During the lookback period, she went through a gauntlet of clinics and specialists. She received diagnoses that ranged from fibromyalgia and borderline lupus to reflux disease, hypertension, sleep apnea, bronchitis, infections, and bleeding disorders. Each diagnosis came with its own medications and lab work. None addressed the real disease that would later define her life.

The appeals court noted that Johnson made consistent, good-faith efforts to find out what was wrong with her and to get treatment.

In a system oriented around corporate accountability, those efforts would carry weight. Instead, they became the raw material for a denial letter. Each symptom visit during the lookback period gave Reliance Standard another opportunity to argue that she had received “treatment” for a disease no one knew she had.

For a disabled worker, the stakes are basic: rent, food, medication, and care. A long-term disability policy is supposed to act as a bridge when the body fails. When that bridge collapses under corporate wordplay, the worker faces illness and financial precarity at the same time.


Legal Minimalism & Delay: A System That Rewards Corporate Caution

The scandal at play here also shows how legal minimalism works in practice.

The policy did not say “we will cover you if we diagnose your disease after you enroll.” It relied on a technical clause about treatment during a three-month window. Reliance Standard pushed that clause as far as possible, past the point of ordinary language. The appeals court responded only when the company’s interpretation broke the boundary of reason.

That threshold is high. Courts give insurers wide latitude. The court openly described the standard as “really” deferential and noted that many sister circuits use simpler tests that focus directly on whether the decision was reasonable.

In a capitalist system that rewards short-term gains, this legal environment encourages companies to stretch policy language and to deny close claims. Every denial that survives adds to profit. Every denial that fails still buys time, because the claimant must navigate internal appeals, federal litigation, and appellate review. Time itself becomes an asset for the insurer and a liability for the disabled worker.


Corporate Accountability Fails the Public

The appeals court ultimately reversed the district court and sent the case back, holding that Reliance Standard’s denial of benefits was arbitrary and capricious because it conflicted with the clear language of the plan.

That is a victory for Johnson and for anyone who needs clear, fair interpretation of disability coverage. It is also a warning about structural limits:

  • The court emphasized that its role was not to find the best reading of the policy, only to reject those outside the bounds of reason.
  • The opinion acknowledged that the insurer’s decision receives significant deference even when wrong.
  • The legal system required years of litigation to correct one denial.

In a system organized around neoliberal capitalism, this outcome is less an exception and more a feature.
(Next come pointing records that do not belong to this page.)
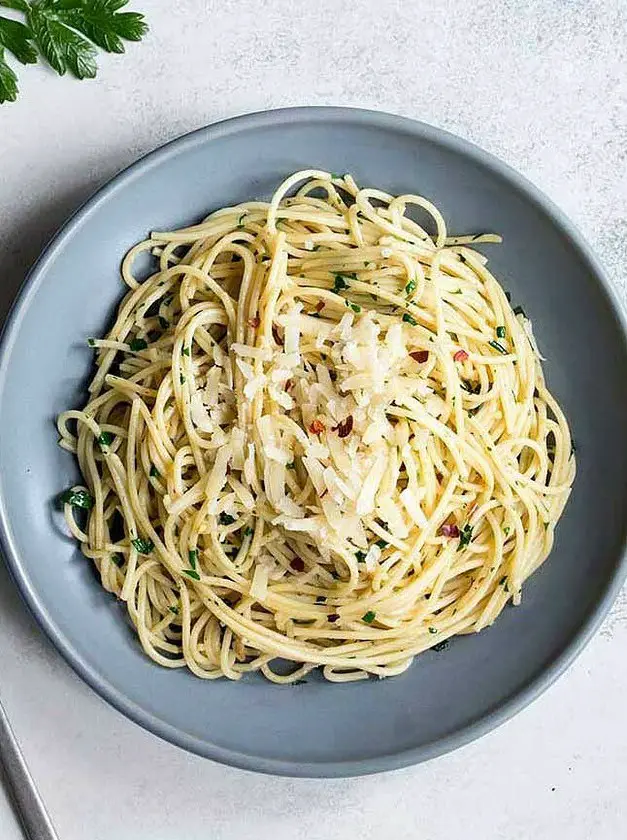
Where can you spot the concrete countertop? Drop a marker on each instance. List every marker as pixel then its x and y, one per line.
pixel 542 84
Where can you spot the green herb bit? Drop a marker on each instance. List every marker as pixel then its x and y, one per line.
pixel 340 283
pixel 143 546
pixel 78 498
pixel 106 439
pixel 465 536
pixel 498 347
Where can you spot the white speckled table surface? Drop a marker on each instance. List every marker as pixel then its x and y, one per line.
pixel 542 84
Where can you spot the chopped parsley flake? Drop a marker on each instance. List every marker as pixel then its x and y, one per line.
pixel 498 347
pixel 340 283
pixel 143 546
pixel 465 536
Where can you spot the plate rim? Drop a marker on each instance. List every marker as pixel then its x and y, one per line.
pixel 501 711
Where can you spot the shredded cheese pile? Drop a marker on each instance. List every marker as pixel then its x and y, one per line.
pixel 317 433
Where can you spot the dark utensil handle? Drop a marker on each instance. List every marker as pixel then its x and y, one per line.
pixel 29 805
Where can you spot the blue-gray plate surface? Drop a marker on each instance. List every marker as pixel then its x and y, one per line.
pixel 318 729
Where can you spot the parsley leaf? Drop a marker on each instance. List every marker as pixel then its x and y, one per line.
pixel 62 48
pixel 17 39
pixel 143 546
pixel 104 25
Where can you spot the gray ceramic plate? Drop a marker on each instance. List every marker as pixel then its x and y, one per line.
pixel 318 729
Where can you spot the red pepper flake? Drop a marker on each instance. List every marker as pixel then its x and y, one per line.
pixel 317 427
pixel 449 531
pixel 344 428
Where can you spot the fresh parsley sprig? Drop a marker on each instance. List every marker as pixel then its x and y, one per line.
pixel 65 33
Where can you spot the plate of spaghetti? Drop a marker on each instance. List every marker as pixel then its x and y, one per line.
pixel 337 481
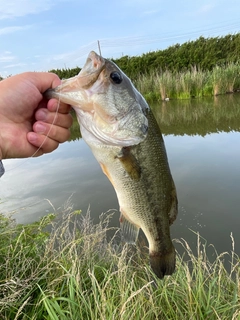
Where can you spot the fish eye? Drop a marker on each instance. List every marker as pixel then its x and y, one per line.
pixel 116 77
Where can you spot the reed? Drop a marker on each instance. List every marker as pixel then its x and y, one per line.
pixel 73 272
pixel 191 83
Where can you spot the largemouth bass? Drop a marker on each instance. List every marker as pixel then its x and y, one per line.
pixel 119 127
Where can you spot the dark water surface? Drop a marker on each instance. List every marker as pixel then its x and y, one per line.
pixel 202 139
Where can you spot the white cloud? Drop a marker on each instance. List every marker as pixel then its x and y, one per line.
pixel 6 57
pixel 14 65
pixel 15 8
pixel 206 8
pixel 13 29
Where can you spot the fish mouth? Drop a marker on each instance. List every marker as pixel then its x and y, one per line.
pixel 84 80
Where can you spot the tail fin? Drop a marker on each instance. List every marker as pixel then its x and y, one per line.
pixel 163 264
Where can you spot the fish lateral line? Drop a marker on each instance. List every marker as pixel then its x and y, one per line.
pixel 129 230
pixel 130 163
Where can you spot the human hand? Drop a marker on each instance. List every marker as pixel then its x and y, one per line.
pixel 29 124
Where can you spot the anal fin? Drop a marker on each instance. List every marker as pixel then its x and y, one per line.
pixel 129 230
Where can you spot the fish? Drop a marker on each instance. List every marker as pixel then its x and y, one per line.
pixel 122 132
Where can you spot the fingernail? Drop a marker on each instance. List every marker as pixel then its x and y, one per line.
pixel 39 128
pixel 41 114
pixel 32 137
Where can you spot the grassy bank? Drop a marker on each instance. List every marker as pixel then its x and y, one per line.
pixel 194 83
pixel 73 272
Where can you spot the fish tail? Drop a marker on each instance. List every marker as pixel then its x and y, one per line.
pixel 163 264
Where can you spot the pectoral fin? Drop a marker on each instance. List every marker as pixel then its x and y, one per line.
pixel 129 230
pixel 130 163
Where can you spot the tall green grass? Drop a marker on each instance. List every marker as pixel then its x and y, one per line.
pixel 191 83
pixel 73 272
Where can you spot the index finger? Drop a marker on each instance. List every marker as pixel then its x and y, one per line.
pixel 54 105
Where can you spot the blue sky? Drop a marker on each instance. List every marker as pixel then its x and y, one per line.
pixel 39 35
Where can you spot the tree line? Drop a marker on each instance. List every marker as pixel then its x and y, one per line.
pixel 205 53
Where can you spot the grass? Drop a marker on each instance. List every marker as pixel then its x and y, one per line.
pixel 194 83
pixel 73 272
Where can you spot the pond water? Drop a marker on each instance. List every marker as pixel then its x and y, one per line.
pixel 202 139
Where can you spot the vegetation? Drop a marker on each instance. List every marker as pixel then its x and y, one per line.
pixel 204 67
pixel 73 272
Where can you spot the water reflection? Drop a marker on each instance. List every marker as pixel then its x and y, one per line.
pixel 202 139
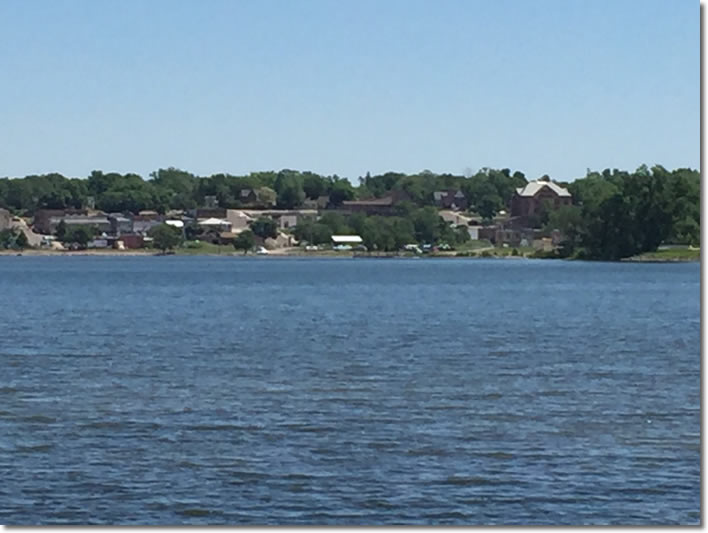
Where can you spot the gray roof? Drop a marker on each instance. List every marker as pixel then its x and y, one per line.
pixel 532 188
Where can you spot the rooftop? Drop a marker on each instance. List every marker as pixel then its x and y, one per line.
pixel 533 187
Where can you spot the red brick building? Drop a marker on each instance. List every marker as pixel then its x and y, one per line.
pixel 529 200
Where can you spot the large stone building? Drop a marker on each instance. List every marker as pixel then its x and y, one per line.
pixel 529 200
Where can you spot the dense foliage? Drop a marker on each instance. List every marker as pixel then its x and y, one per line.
pixel 165 237
pixel 12 239
pixel 245 241
pixel 614 214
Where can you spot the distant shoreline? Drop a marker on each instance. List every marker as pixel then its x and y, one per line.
pixel 307 255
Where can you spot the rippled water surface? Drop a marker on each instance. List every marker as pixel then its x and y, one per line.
pixel 168 390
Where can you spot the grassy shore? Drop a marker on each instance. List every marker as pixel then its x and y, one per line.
pixel 208 249
pixel 670 255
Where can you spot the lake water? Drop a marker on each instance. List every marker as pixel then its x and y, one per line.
pixel 197 390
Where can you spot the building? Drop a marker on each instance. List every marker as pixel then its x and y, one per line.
pixel 285 218
pixel 120 224
pixel 5 219
pixel 101 223
pixel 453 199
pixel 529 200
pixel 46 220
pixel 248 196
pixel 216 224
pixel 376 206
pixel 346 239
pixel 143 223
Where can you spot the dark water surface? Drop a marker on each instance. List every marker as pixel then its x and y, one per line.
pixel 170 390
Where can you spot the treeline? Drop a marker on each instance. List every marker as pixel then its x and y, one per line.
pixel 617 214
pixel 488 190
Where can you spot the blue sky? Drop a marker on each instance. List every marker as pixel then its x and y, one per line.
pixel 346 87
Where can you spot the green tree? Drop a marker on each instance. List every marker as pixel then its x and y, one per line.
pixel 314 186
pixel 245 241
pixel 21 240
pixel 80 235
pixel 61 230
pixel 165 237
pixel 340 191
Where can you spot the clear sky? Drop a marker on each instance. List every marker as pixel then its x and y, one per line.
pixel 348 86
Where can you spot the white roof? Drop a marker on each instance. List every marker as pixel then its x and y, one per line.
pixel 346 239
pixel 532 187
pixel 214 222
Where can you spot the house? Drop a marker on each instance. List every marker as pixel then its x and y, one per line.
pixel 321 202
pixel 101 223
pixel 120 223
pixel 285 218
pixel 248 196
pixel 132 241
pixel 46 220
pixel 217 224
pixel 5 219
pixel 145 221
pixel 530 199
pixel 238 219
pixel 376 206
pixel 451 199
pixel 346 239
Private disability insurers function as gatekeepers to income for sick and disabled workers. They write the rules, interpret them, and then defend those interpretations under a legal standard that favors their discretion.

When courts eventually step in, the harm has already spread through the worker’s life and household.


This Is the System Working as Intended

This case shows how corporate power, weak oversight, and complex contract language combine to produce predictable harm.

  • A worker buys disability insurance tied to her job.
  • She develops a rare disease that no one catches in time.
  • The insurer uses vague past symptoms to recast the disease as “pre-existing” and deny benefits.
  • Courts, constrained by deference and technical tests, intervene only when the interpretation becomes extreme.